Why not System.Numerics.Matrix4x4? .NET uses row-major layout with v * M convention, while GPUs use column-major with M * v. GpuMatrix4x4 handles this transpose automatically so your transforms work correctly on all backends.

ArrayView Parameters

ArrayView<T> is the primary way to access GPU memory from kernels:

static void CopyKernel(Index1D index, ArrayView<float> source, ArrayView<float> dest)
{
    dest[index] = source[index];
}

Multi-dimensional views:

static void MatrixKernel(
    Index2D index,
    ArrayView2D<float, Stride2D.DenseX> matrix,
    ArrayView<float> result)
{
    int x = index.X, y = index.Y;
    result[y * matrix.IntExtent.X + x] = matrix[index] * 2.0f;
}

Math Functions

Supported Functions

ILGPU maps standard .NET math to GPU-native operations:

C# GPU Mapping Notes
MathF.Sin(x) sin(x) ✅ All backends
MathF.Cos(x) cos(x) ✅ All backends
MathF.Tan(x) tan(x) ✅ All backends
MathF.Sqrt(x) sqrt(x) ✅ All backends
MathF.Pow(x, y) pow(x, y) ✅ All backends
MathF.Log(x) log(x) ✅ All backends
MathF.Exp(x) exp(x) ✅ All backends
MathF.Abs(x) abs(x) ✅ All backends
MathF.Floor(x) floor(x) ✅ All backends
MathF.Ceiling(x) ceil(x) ✅ All backends
Math.Min(a, b) min(a, b) ✅ All backends
Math.Max(a, b) max(a, b) ✅ All backends
MathF.FusedMultiplyAdd fma(a, b, c) ✅ All backends
MathF.Atan2(y, x) atan2(y, x) ✅ All backends

Previously Unsupported Functions (Now Auto-Redirected)

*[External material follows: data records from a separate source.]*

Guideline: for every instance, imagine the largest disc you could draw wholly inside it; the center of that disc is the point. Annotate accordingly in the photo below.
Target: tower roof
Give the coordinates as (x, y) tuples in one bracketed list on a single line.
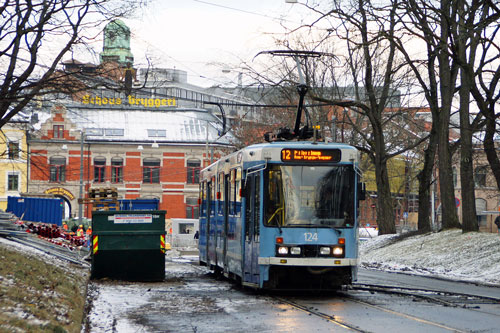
[(116, 45)]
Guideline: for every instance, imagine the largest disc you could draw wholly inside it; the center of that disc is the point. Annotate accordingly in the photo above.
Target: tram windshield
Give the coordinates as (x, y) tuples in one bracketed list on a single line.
[(317, 196)]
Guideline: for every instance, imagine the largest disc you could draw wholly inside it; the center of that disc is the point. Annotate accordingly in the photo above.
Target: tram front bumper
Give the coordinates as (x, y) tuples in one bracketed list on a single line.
[(320, 262)]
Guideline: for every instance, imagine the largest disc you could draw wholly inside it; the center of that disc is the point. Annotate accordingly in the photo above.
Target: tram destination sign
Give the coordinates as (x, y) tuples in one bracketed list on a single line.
[(310, 155)]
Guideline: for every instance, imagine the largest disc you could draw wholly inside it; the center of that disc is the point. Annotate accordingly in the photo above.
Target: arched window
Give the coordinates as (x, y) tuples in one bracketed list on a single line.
[(480, 176), (117, 170), (193, 171), (99, 169), (151, 170), (57, 165)]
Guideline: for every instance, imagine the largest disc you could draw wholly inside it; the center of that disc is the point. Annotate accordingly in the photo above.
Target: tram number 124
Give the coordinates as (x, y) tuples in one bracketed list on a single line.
[(310, 236), (310, 155)]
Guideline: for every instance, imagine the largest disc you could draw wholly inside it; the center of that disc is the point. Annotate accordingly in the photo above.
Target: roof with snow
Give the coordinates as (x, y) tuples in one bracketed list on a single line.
[(129, 124)]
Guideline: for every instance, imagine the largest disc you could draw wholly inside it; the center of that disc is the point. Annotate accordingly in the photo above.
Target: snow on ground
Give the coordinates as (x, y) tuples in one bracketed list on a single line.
[(451, 254)]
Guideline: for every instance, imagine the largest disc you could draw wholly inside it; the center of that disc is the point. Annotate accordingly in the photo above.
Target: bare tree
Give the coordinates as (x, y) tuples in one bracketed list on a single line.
[(36, 35)]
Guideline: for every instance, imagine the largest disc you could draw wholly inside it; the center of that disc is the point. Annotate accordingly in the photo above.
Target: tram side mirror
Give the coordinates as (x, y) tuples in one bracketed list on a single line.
[(361, 191)]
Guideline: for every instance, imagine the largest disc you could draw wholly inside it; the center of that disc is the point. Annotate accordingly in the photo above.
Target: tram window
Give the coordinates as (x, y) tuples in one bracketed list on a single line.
[(256, 209), (212, 197), (203, 198), (186, 228), (237, 200), (232, 193), (248, 210), (274, 204)]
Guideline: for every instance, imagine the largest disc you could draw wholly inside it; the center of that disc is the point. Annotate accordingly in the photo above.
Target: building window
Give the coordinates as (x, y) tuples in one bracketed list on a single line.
[(480, 176), (157, 133), (13, 183), (192, 209), (99, 170), (193, 171), (13, 150), (116, 170), (57, 169), (151, 170), (186, 228), (58, 131), (113, 131)]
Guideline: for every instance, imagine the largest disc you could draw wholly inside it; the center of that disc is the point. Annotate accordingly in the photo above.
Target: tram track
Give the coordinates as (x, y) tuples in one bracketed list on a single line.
[(447, 299), (74, 256), (312, 311)]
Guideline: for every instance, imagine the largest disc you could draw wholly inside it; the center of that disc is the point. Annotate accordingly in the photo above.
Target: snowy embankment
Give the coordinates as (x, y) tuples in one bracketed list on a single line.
[(473, 257)]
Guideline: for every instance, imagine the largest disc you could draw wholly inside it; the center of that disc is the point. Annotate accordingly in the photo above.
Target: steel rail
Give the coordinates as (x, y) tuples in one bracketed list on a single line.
[(48, 248), (320, 314), (414, 292)]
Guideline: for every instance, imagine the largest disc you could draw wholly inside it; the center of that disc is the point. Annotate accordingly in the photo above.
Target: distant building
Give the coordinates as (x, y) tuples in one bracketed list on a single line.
[(13, 158), (143, 151), (486, 190), (148, 138)]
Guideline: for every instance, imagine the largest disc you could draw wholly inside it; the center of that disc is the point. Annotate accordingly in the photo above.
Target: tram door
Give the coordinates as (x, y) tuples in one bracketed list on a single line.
[(227, 181), (252, 229)]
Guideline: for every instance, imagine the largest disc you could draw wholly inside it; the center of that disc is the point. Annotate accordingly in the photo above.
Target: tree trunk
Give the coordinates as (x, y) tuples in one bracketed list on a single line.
[(469, 219), (489, 144), (425, 183), (448, 204), (385, 209)]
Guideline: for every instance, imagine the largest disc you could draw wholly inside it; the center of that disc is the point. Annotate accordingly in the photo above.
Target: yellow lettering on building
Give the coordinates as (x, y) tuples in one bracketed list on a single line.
[(151, 102), (87, 99)]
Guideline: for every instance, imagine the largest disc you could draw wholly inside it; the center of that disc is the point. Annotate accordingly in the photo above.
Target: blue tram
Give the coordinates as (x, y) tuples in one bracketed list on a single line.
[(282, 215)]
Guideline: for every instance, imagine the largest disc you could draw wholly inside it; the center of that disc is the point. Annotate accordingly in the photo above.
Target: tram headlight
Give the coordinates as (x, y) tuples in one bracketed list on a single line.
[(338, 251), (324, 250), (295, 250), (282, 250)]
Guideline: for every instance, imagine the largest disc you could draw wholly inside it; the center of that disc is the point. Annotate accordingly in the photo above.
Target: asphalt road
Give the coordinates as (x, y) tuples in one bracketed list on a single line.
[(193, 300)]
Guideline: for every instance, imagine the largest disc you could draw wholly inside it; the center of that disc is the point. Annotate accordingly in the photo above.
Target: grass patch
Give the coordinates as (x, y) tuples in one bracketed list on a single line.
[(39, 294)]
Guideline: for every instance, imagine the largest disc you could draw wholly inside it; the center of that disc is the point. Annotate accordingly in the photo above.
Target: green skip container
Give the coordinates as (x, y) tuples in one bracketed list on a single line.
[(128, 245)]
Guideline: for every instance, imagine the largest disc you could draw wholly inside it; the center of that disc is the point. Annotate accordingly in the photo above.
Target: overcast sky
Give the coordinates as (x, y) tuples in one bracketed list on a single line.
[(193, 34)]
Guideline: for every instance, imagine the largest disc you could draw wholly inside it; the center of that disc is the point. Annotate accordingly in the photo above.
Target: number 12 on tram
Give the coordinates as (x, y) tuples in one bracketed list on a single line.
[(282, 215)]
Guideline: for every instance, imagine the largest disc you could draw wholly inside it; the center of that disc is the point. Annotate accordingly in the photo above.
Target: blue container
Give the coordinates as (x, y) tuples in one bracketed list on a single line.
[(37, 209)]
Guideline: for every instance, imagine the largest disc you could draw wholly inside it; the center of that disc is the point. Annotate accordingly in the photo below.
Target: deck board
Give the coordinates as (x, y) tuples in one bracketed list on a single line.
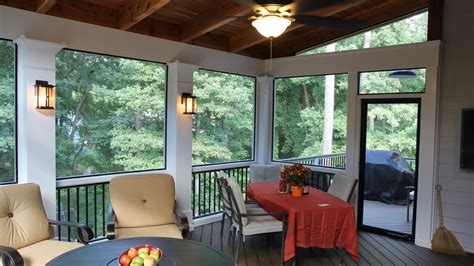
[(374, 250)]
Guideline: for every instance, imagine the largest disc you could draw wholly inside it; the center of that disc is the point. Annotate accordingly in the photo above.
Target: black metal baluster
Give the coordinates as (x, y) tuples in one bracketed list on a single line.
[(193, 194), (95, 209), (68, 195), (87, 204), (199, 193), (58, 213), (103, 210), (208, 210)]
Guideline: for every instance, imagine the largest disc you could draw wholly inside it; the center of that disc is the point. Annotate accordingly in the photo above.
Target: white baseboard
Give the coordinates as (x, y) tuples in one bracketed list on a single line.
[(207, 219)]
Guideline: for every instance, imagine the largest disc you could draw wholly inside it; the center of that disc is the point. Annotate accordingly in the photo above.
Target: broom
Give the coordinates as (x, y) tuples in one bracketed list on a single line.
[(443, 240)]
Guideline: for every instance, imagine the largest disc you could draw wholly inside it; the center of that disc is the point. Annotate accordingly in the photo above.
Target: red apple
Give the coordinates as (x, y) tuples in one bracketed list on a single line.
[(156, 254), (132, 253), (124, 260), (149, 261)]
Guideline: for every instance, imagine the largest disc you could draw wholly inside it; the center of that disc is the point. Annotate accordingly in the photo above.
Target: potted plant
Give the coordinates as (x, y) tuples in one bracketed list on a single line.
[(296, 176)]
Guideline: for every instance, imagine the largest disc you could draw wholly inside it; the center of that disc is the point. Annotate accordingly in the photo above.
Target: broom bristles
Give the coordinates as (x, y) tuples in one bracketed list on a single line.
[(445, 242)]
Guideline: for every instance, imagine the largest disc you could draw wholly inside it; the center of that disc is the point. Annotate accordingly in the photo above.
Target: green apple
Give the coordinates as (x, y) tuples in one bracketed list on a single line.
[(138, 260), (143, 250), (143, 255), (150, 261)]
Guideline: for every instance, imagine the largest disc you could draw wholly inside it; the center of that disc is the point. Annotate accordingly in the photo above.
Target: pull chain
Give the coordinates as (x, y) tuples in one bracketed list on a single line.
[(271, 55)]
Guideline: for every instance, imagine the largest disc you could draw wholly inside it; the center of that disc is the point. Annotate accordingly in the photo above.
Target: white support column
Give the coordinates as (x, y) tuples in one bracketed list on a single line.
[(263, 141), (36, 129), (179, 134)]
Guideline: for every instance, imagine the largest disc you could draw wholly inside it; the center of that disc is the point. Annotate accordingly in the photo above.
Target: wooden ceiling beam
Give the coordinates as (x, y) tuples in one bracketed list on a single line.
[(373, 16), (251, 37), (137, 10), (225, 12), (43, 6)]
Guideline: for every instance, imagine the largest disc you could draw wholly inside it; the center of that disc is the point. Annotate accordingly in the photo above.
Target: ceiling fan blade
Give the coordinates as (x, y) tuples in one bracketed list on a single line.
[(248, 3), (302, 7), (329, 22)]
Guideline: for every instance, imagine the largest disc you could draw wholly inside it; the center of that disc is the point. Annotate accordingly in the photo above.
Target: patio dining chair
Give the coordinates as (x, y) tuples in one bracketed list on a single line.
[(143, 206), (25, 231), (247, 224), (342, 187), (264, 173), (251, 207)]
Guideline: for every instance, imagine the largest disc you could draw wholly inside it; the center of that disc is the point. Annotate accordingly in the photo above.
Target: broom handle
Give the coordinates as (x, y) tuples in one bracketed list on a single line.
[(440, 206)]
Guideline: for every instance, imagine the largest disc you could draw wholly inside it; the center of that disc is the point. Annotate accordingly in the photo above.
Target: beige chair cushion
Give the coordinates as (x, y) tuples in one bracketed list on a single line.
[(23, 220), (143, 200), (262, 225), (239, 196), (42, 252), (167, 230), (341, 186)]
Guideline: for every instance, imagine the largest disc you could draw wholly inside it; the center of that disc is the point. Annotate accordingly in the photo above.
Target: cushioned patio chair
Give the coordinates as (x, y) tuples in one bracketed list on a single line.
[(25, 230), (143, 206), (247, 223), (252, 207), (342, 187), (264, 173)]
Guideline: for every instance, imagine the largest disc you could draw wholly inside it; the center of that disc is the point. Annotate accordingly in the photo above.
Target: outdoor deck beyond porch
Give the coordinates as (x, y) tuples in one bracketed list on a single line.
[(374, 250)]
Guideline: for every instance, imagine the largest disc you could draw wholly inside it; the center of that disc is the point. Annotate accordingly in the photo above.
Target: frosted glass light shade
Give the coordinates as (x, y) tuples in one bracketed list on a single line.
[(271, 26)]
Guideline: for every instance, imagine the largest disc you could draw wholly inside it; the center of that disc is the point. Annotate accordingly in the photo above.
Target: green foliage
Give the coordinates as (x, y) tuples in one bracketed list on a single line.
[(224, 123), (7, 111), (299, 106), (110, 114)]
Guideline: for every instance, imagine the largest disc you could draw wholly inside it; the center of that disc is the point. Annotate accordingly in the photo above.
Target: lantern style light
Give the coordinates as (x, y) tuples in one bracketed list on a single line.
[(44, 93), (190, 103)]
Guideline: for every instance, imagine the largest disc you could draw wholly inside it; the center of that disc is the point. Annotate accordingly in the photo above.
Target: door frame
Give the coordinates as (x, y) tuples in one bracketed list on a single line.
[(362, 157)]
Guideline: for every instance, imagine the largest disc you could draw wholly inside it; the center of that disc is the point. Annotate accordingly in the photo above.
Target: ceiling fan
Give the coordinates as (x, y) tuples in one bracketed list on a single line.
[(272, 17)]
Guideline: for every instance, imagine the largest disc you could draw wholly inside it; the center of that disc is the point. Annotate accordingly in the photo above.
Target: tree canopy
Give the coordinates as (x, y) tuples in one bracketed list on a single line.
[(7, 111)]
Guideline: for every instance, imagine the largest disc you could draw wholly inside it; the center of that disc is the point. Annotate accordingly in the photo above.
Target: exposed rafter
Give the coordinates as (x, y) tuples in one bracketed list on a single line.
[(224, 13), (137, 10), (289, 46), (251, 37), (43, 6)]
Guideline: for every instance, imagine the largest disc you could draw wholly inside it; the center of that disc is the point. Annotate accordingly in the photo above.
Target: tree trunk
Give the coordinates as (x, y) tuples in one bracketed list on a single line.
[(138, 120), (306, 96), (330, 82), (367, 38)]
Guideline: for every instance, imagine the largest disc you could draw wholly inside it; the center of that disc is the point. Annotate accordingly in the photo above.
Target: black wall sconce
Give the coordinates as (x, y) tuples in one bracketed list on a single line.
[(190, 103), (44, 93)]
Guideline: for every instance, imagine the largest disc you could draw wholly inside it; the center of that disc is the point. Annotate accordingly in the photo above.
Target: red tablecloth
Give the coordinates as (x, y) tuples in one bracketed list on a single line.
[(309, 224)]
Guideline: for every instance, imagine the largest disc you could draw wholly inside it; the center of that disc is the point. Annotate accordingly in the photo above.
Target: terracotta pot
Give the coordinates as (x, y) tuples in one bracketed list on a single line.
[(296, 191)]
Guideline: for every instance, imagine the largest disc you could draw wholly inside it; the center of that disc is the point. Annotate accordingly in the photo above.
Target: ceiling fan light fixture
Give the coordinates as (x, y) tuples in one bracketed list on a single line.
[(271, 26)]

These .NET methods contain internal throw statements, but all browser backends now include throw-free redirects that handle them automatically:

C# Status Notes
Math.Clamp(val, min, max) ✅ Auto-redirected Replaced with Min(Max(val, min), max)
Math.Round(x) ✅ Auto-redirected Throw-free wrapper
Math.Truncate(x) ✅ Auto-redirected Throw-free wrapper
Math.Sign(x) ✅ Auto-redirected Throw-free wrapper
MathF.FusedMultiplyAdd ✅ Auto-redirected Throw-free wrapper

Safe to use: These functions work directly in kernels on all backends thanks to RegisterMathIntrinsics(). See Limitations for the general throw constraint.

Shared Memory

Shared memory allows threads within a workgroup to share data. It's much faster than global memory but limited in size.

Availability: Supported on WebGPU, Wasm, CUDA, OpenCL, and CPU backends. WebGL does not support shared memory.

Static Shared Memory

static void SharedMemKernel(ArrayView<int> data, ArrayView<int> output)
{
    // Allocate shared memory (compile-time size)
    var shared = SharedMemory.Allocate<int>(64);

    var localIdx = Group.IdxX;
    var globalIdx = Grid.GlobalIndex.X;

    // Load data into shared memory
    shared[localIdx] = data[globalIdx];

    // Wait for all threads
    Group.Barrier();

    // Read from neighbor in shared memory
    output[globalIdx] = shared[(localIdx + 1) % Group.DimX];
}

Dynamic Shared Memory

Dynamic shared memory is sized at launch time:

static void DynamicSharedKernel(ArrayView<int> data)
{
    var shared = SharedMemory.GetDynamic<int>();
    // Size is determined by the launch configuration
}

// Launch with dynamic shared memory config
var config = SharedMemoryConfig.RequestDynamic<int>(groupSize);
kernel((gridDim, groupDim, config), data.View);

Control Flow

Standard C# control flow works in kernels:

static void ControlFlowKernel(Index1D index, ArrayView<float> data, float threshold)
{
    float val = data[index];

    // If/else
    if (val > threshold)
        data[index] = threshold;
    else
        data[index] = val * 2.0f;

    // Loops
    float sum = 0;
    for (int i = 0; i < 10; i++)
        sum += val * i;

    data[index] = sum;
}

Performance tip: Avoid divergent branches within a workgroup. When threads in the same workgroup take different paths, performance degrades because the GPU executes both paths sequentially.

Common Patterns

Stencil (Neighbor Access)

static void Stencil1D(Index1D index, ArrayView<float> input, ArrayView<float> output)
{
    int i = index;
    int len = (int)input.Length;

    float left  = i > 0 ? input[i - 1] : 0;
    float center = input[i];
    float right = i < len - 1 ? input[i + 1] : 0;

    output[i] = (left + center + right) / 3.0f;
}

Bounds Checking

Always guard against out-of-bounds access when the dispatch size may exceed the data size:

static void SafeKernel(Index1D index, ArrayView<float> data, int actualLength)
{
    if (index >= actualLength) return;
    data[index] = data[index] * 2.0f;
}

Packed Parameters

When you need many parameters, pack them into a struct or encode multiple values into fewer parameters:

// Pack width and height into a single int
int packedSize = width * 65536 + height;

// In kernel:
int width = packedSize / 65536;
int height = packedSize - width * 65536;